A dissolução do parlamento é uma instituição que surgiu do sistema parlamentar pré-democrático. Existe apenas na Europa porque a monarquia é a base deste sistema. Sem a dupla configuração do executivo, com um chefe de estado hereditário e um presidente de governo eleito, esta instituição não existiria.
A desintegração é a proliferação do princípio monárquico, que não foi extinta com a introdução do princípio da legitimidade democrática, como deveria ter sido, sem que essa proliferação fosse justificada num debate constituinte verdadeiramente democrático.
Não foi justificado porque não há desculpa fácil para isso. A fonte da legitimidade democrática é o povo, organizado como um órgão eleitoral. No referido órgão eleitoral, e não no Parlamento, reside o poder constituinte de onde emanam todos os poderes constituídos. Consequentemente, a fórmula de legitimação democrática afirma: “A soberania nacional pertence ao povo espanhol, de quem emana o poder do Estado”.
A dissolução do Parlamento não é uma fórmula de legitimação democrática, mas sim uma fórmula à qual a Constituição só recorre se o Congresso dos Deputados, na sequência de eleições gerais, não conseguir nomear um Primeiro-Ministro no prazo de dois meses. As Cortes Gerais perdem a legitimidade democrática que receberam directamente do órgão eleitoral se não conseguirem transferi-la para o candidato presidencial do governo. Mas para além deste pressuposto, o detentor desta legitimidade, o presidente do governo, é o único órgão constitucional que pode decidir dissolver o parlamento.

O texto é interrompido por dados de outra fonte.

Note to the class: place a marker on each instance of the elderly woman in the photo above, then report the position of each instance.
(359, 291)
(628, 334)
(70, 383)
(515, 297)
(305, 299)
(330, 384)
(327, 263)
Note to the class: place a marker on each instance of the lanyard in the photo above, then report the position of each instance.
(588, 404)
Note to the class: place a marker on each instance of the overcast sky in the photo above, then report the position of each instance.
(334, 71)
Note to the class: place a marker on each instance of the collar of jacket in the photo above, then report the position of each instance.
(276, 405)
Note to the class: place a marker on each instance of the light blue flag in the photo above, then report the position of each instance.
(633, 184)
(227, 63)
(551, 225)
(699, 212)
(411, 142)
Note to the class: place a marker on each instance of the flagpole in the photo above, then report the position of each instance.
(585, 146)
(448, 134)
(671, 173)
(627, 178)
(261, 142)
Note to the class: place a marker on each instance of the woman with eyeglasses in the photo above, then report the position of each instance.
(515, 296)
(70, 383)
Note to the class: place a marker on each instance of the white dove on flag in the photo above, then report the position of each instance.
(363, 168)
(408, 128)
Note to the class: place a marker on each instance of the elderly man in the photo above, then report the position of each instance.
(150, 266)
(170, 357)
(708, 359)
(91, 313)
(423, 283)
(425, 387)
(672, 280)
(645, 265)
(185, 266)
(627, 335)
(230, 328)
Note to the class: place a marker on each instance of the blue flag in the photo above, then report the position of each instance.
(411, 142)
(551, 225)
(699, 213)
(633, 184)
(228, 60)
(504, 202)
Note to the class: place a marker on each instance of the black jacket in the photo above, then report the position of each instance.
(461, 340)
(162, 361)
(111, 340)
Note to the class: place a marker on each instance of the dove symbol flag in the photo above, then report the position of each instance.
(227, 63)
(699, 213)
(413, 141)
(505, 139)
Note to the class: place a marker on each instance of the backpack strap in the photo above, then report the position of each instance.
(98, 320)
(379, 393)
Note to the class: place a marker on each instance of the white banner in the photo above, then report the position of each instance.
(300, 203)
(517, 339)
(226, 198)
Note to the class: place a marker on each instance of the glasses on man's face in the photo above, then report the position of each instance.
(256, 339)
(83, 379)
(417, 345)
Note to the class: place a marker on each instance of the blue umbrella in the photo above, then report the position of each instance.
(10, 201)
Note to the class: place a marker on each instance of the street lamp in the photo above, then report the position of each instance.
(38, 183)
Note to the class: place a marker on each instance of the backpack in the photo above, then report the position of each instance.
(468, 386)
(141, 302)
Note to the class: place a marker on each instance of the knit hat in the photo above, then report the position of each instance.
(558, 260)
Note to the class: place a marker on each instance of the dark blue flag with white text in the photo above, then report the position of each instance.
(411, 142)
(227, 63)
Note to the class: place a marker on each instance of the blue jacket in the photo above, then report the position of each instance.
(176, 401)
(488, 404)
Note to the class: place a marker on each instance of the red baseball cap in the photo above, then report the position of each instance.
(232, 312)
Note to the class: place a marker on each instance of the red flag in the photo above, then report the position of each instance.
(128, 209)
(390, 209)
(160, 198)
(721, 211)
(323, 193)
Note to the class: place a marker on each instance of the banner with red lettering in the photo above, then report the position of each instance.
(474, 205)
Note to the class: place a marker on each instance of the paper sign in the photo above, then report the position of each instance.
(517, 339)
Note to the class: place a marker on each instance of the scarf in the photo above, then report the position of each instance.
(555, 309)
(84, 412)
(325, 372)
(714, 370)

A cadeia de legitimação democrática funciona de um modo na fase ascendente e de outro na fase descendente. Na fase ascendente a ordem é a seguinte: órgão eleitoral – Congresso dos Deputados – Presidente do Governo. Na fase descendente é o contrário: o presidente do governo – o congresso dos deputados – o órgão eleitoral. É precisamente este o procedimento que consta da Constituição espanhola de 1978, que prevê apenas duas excepções: a recusa de voto por maioria simples num voto de confiança (artigos 112.º e 114.º 1 CE) ou o voto por maioria absoluta num voto de censura (artigos 113.º e 114.º 2 CE).
A primeira questão de confiança apresentada pelo Presidente do Governo foi a proposta de Carles Puigdemont. A segunda proposta, um voto de censura, foi uma proposta da VOX duas vezes. Entre eles está Alberto Nunez Feijó, que continua a colher margaridas, mas até agora preferiu o caminho das manifestações, ou seja, a rua em frente às instituições.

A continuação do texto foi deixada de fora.